2. The method of claim 1, wherein in step S4, LD is calculated by:

The edit distance of the two character strings a, b is expressed as lev _a,b (|a|, |b|), where |a| and |b| correspond to the lengths of a, b, respectively, and then the edit distance of the two character strings a, b is described by the following formula:

；

In the formula, lev _a,b (i, j) is defined as the distance between the first i characters in a and the first j characters in b, where i, j is taken as the length of a, b, where the first character index of the string starts from 1, so the last edit distance is the distance when i= |a|, j= |b|: lev _a,b (|a|, |b|);

When min (i, j) =0, corresponding to the first i characters in the character string a and the first j characters in the character string b, i, j has a value of 0, which indicates that one of the character strings a and b is an empty string, then the conversion from a to b is performed only max (i, j) times of single character editing operation, so that the editing distance between them is max (i, j), i.e., the largest one of i, j;

when min (i, j) noteq0, lev _a,b (i, j) is the minimum of the following three cases:

1) Lev _a,b (i-1, j) +1, which represents the i-th character a _i of the deleted string a,

2) Lev _a,b (i, j-1) +1, representing the j-th character b of the inserted string b _j

3) Lev _a,b(i-1,j-1)+1_(ai≠bj), representing substitution b _j

Wherein 1 _(ai≠bj) is an indicator function, which indicates that 0 is taken when a _i=b_j; when a _i≠b_j, its value is 1.

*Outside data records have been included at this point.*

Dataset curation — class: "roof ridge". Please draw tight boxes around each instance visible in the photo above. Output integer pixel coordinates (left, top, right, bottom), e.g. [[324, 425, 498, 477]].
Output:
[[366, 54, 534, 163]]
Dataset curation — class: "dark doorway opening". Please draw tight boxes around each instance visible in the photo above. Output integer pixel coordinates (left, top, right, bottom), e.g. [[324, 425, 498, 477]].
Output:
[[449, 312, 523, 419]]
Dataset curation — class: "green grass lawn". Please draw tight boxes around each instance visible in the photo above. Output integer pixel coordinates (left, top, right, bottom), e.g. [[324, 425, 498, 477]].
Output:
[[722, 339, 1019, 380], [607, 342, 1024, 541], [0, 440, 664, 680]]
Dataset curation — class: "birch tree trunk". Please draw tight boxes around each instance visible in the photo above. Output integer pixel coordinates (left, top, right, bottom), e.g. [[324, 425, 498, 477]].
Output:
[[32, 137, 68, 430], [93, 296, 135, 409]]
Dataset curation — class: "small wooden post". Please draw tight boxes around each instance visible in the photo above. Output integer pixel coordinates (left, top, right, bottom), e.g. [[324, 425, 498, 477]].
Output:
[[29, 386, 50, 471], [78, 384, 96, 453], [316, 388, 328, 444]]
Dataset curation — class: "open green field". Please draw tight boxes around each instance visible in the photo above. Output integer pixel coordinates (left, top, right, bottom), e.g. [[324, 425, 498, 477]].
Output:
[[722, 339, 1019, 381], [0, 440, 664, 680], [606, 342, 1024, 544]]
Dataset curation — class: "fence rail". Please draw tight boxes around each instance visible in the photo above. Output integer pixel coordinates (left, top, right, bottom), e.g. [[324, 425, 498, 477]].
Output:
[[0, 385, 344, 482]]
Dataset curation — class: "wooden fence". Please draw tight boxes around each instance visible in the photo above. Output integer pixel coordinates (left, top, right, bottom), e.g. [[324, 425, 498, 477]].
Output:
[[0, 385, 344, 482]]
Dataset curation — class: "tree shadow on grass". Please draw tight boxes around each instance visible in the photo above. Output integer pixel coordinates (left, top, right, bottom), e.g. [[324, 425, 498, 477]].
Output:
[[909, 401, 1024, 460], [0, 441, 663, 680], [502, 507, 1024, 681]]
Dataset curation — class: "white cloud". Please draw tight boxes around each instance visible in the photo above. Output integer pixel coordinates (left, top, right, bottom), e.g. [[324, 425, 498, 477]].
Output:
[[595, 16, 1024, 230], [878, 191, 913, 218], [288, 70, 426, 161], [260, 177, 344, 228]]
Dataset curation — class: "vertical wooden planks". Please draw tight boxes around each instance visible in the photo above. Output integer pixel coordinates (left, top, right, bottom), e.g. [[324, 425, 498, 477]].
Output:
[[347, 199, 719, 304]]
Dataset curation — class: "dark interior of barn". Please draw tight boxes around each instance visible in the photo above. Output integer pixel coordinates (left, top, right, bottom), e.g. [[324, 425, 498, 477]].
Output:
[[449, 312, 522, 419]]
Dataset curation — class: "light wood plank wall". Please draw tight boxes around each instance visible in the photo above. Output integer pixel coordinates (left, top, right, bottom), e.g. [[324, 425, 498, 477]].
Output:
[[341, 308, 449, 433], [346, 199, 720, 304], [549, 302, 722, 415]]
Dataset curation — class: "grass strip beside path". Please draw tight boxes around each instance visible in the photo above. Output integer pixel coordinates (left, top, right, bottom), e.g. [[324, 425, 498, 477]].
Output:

3. The method of claim 1, wherein in step S4, LD is calculated using a matrix method as follows:

Initializing a matrix d to be a matrix of m+1 rows and n+1 columns, and setting all elements to be 0, wherein m and n are the lengths of the character strings s1 and s2 respectively;

setting the first column to 0..m;

setting the first row to 0..n;

Traversing all characters of strings s1 and s2

If the current character is the same, i.e., s1[ i-1] = s2[ j-1], then d [ i ] [ j ] = d [ i-1] [ j-1], i.e., the current distance is unchanged, and if the current character is different, the current distance is set to be the minimum value in the left, upper and upper left elements plus 1: d [ i ] [ j ] =min (d [ i-1] [ j ] +1, d [ i ] [ j-1] +1, d [ i-1] [ j-1] +1);

d [ m ] [ n ] is the edit distance of two character strings.

4. The method according to claim 2 or 3, wherein in step 4, the formula for calculating the similarity is similarity=1-distance/max (len (s 1), len (s 2)), wherein distance is an edit distance of two character strings s1, s2, len (s 1), len (s 2) represents a length of the character strings s1, s2.

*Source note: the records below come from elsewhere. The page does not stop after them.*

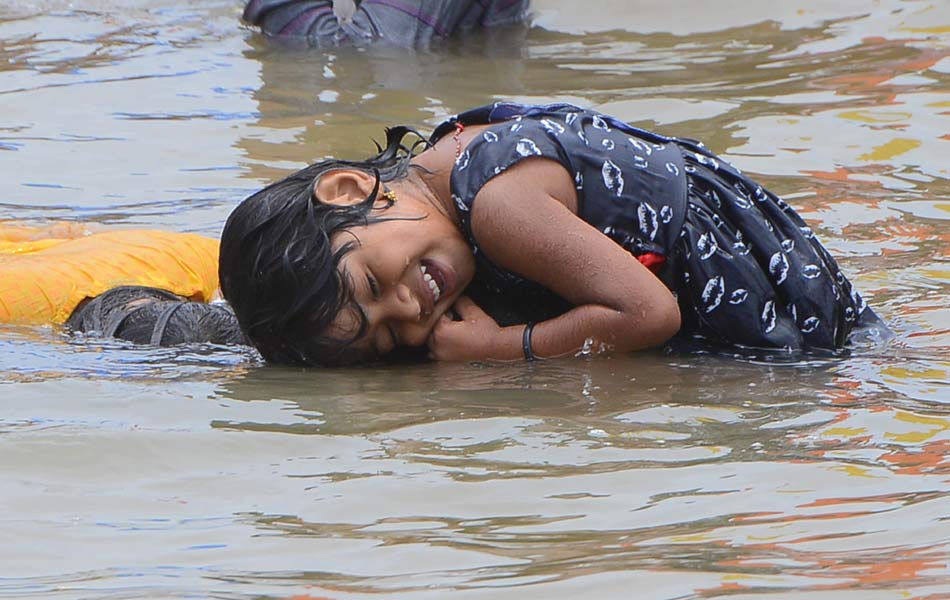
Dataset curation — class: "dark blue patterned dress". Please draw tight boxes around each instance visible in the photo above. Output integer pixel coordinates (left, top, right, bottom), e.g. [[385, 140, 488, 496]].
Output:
[[431, 103, 886, 350]]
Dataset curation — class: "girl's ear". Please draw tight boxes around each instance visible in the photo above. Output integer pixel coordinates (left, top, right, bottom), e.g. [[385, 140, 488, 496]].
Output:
[[313, 169, 376, 205]]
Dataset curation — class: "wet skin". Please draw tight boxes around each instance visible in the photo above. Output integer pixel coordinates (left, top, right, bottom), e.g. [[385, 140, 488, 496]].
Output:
[[314, 170, 475, 357]]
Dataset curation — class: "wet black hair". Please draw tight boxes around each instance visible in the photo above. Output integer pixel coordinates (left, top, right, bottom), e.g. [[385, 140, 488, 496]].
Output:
[[218, 126, 428, 365], [66, 286, 248, 346]]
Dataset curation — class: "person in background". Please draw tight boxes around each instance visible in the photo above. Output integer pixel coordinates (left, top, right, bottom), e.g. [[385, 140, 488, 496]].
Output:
[[244, 0, 529, 48]]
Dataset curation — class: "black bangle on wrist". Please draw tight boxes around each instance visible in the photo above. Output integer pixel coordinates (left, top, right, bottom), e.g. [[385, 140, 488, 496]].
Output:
[[521, 321, 538, 360]]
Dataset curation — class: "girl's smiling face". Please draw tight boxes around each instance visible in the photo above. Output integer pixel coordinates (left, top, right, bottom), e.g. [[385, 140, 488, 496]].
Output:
[[315, 171, 475, 357]]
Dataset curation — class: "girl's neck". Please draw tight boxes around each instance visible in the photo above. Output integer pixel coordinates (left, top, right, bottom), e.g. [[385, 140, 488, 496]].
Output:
[[405, 165, 460, 226]]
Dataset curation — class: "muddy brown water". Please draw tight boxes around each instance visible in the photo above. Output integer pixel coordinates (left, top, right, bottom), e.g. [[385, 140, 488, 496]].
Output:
[[0, 0, 950, 600]]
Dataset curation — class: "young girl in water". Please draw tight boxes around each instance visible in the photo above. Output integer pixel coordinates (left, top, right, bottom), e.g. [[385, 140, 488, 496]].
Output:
[[220, 102, 879, 364]]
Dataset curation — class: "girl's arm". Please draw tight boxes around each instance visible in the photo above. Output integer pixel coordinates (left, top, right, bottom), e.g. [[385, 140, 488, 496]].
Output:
[[429, 158, 680, 360]]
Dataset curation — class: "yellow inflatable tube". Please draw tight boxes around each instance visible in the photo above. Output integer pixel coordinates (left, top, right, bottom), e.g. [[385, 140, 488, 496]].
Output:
[[0, 223, 218, 325]]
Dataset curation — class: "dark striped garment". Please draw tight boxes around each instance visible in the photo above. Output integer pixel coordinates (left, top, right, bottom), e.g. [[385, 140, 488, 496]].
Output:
[[430, 102, 888, 351]]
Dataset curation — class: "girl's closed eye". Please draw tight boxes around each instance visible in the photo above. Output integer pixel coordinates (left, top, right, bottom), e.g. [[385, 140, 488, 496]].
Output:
[[366, 271, 381, 300], [366, 271, 399, 354]]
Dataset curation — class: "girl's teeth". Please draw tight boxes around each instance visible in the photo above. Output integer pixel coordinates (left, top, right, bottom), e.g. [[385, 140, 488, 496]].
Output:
[[419, 266, 442, 302]]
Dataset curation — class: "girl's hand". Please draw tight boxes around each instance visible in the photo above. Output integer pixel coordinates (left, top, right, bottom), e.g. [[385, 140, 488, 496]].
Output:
[[426, 296, 504, 361]]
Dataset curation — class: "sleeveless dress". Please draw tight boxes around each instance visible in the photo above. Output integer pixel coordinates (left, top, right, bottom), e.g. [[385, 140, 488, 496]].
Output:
[[430, 102, 886, 351]]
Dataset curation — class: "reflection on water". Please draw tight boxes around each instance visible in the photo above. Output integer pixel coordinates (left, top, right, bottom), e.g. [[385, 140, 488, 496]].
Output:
[[0, 0, 950, 599]]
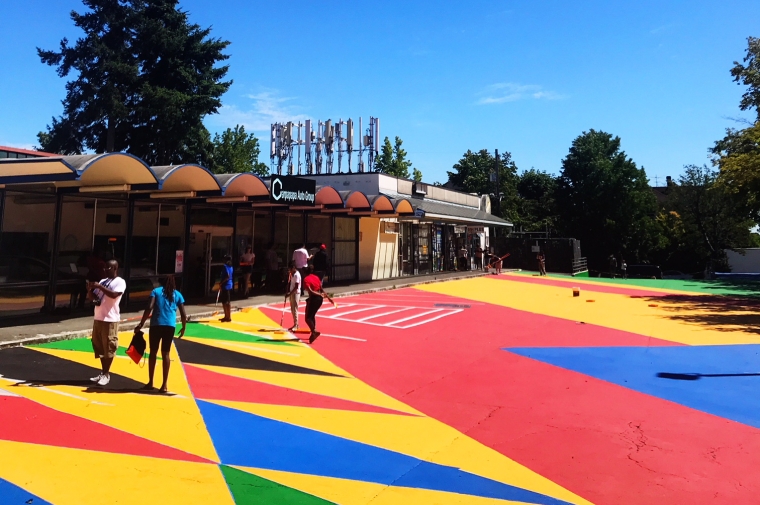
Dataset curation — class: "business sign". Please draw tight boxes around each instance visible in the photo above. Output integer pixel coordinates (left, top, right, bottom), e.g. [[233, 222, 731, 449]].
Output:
[[269, 175, 317, 205], [174, 249, 185, 274]]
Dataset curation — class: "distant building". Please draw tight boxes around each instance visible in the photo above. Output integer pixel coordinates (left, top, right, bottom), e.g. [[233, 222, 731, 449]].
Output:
[[0, 146, 58, 159]]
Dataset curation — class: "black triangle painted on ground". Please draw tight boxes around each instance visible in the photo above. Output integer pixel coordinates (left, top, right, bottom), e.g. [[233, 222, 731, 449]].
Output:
[[219, 465, 333, 505], [0, 347, 143, 392], [174, 339, 343, 377]]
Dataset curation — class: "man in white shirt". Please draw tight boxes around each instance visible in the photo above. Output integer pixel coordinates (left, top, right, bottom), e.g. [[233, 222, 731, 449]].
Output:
[[87, 260, 127, 386], [285, 261, 301, 331], [293, 244, 311, 296]]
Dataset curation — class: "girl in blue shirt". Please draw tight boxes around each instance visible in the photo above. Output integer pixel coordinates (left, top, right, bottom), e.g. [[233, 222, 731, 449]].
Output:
[[135, 275, 187, 393]]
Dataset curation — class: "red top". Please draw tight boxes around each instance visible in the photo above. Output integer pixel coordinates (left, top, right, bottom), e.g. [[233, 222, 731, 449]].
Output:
[[303, 274, 322, 293]]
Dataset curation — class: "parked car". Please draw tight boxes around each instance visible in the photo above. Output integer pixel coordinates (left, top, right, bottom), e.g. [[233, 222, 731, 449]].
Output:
[[662, 270, 694, 280], [628, 265, 662, 279]]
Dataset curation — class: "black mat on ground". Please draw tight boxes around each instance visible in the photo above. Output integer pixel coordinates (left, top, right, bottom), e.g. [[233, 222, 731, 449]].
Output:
[[0, 347, 148, 390], [174, 339, 343, 377]]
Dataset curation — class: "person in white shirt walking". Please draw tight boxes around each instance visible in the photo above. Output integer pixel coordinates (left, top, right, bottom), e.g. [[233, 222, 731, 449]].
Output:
[[87, 260, 127, 386], [293, 244, 311, 296], [285, 261, 301, 331]]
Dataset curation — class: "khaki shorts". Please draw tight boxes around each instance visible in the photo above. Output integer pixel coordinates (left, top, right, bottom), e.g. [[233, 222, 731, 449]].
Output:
[[92, 320, 119, 358]]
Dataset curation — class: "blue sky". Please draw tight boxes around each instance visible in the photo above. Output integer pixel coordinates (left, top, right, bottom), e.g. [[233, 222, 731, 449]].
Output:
[[0, 0, 760, 184]]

5. The method of claim 1, wherein the similarity threshold is adjusted based on actual conditions.

6. A system for implementing the method of any one of claims 1 to 5.

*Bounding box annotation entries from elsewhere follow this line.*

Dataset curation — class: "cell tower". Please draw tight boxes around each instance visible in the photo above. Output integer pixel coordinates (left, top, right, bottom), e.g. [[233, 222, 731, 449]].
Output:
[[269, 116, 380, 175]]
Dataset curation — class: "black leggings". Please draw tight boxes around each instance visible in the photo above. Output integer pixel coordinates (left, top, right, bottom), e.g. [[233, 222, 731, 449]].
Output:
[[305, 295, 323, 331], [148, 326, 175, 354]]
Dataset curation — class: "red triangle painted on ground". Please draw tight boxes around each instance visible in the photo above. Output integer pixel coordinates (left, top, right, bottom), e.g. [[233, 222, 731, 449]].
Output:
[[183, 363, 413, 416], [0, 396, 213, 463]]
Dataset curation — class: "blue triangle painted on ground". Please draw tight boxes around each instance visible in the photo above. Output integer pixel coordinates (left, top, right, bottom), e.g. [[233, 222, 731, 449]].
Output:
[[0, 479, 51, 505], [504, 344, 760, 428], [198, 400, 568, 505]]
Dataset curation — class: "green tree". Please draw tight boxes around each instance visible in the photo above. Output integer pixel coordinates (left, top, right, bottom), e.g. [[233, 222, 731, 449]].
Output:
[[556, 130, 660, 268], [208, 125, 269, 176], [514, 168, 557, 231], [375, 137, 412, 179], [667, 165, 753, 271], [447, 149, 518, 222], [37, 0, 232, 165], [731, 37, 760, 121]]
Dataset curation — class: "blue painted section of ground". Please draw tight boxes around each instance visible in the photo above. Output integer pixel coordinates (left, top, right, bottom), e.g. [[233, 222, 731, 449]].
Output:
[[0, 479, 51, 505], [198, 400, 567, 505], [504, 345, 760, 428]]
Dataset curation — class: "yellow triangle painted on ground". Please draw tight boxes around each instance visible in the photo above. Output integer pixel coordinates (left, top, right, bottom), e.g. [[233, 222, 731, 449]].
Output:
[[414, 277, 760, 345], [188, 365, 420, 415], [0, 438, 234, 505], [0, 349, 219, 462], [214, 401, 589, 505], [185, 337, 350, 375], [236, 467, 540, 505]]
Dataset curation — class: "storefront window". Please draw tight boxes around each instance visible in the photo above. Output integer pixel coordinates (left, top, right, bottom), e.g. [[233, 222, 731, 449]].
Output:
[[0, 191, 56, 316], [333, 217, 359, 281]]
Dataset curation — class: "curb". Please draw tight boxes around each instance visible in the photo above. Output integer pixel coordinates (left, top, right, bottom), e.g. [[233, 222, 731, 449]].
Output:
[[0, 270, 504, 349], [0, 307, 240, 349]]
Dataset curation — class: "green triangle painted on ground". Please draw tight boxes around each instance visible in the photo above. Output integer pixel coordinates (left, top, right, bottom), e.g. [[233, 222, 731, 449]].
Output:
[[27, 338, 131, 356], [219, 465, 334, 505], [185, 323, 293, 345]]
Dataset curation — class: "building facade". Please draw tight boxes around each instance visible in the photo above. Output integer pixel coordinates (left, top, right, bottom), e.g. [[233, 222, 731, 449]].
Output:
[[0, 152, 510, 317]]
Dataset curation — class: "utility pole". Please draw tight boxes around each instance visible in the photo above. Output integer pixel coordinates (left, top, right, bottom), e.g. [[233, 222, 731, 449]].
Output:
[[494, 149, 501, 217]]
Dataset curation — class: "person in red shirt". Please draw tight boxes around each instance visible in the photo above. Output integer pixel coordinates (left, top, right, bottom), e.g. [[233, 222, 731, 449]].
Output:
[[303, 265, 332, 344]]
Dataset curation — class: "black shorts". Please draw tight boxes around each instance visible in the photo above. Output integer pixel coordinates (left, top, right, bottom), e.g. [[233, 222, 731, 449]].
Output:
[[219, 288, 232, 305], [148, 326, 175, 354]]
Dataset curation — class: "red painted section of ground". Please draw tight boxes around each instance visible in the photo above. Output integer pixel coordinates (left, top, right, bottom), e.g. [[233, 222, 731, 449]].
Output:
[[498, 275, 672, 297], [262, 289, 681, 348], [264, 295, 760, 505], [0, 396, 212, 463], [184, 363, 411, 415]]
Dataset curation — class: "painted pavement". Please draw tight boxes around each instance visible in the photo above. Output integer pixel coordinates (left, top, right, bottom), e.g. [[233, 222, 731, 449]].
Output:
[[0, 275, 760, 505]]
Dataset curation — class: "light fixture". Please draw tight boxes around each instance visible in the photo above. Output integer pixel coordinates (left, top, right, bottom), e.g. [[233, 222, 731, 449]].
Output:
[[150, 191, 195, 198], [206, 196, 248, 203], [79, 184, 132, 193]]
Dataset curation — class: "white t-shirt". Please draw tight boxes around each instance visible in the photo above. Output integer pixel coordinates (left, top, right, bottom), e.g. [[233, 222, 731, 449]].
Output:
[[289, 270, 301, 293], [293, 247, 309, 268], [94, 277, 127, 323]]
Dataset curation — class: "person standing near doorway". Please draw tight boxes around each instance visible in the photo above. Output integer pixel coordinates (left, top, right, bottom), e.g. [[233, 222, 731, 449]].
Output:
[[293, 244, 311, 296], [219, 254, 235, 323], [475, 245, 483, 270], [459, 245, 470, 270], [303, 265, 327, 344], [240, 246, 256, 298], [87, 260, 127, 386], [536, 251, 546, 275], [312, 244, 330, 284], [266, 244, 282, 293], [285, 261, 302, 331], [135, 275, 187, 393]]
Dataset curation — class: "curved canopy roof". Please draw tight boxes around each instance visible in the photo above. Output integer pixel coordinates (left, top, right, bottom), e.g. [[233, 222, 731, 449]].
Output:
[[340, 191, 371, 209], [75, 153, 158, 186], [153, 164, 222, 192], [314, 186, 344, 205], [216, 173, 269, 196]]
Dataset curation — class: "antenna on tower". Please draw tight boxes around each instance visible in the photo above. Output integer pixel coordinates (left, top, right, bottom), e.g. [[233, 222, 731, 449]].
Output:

7. A network traffic detection method implemented on the basis of the method of any one of claims 1 to 5.

8. A network traffic detection system implemented on the basis of the method of any one of claims 1 to 5.

9. Use of the method according to any one of claims 1 to 5 in the field of network security technology.

10. Use of the method according to claim 7 in the field of network security technology.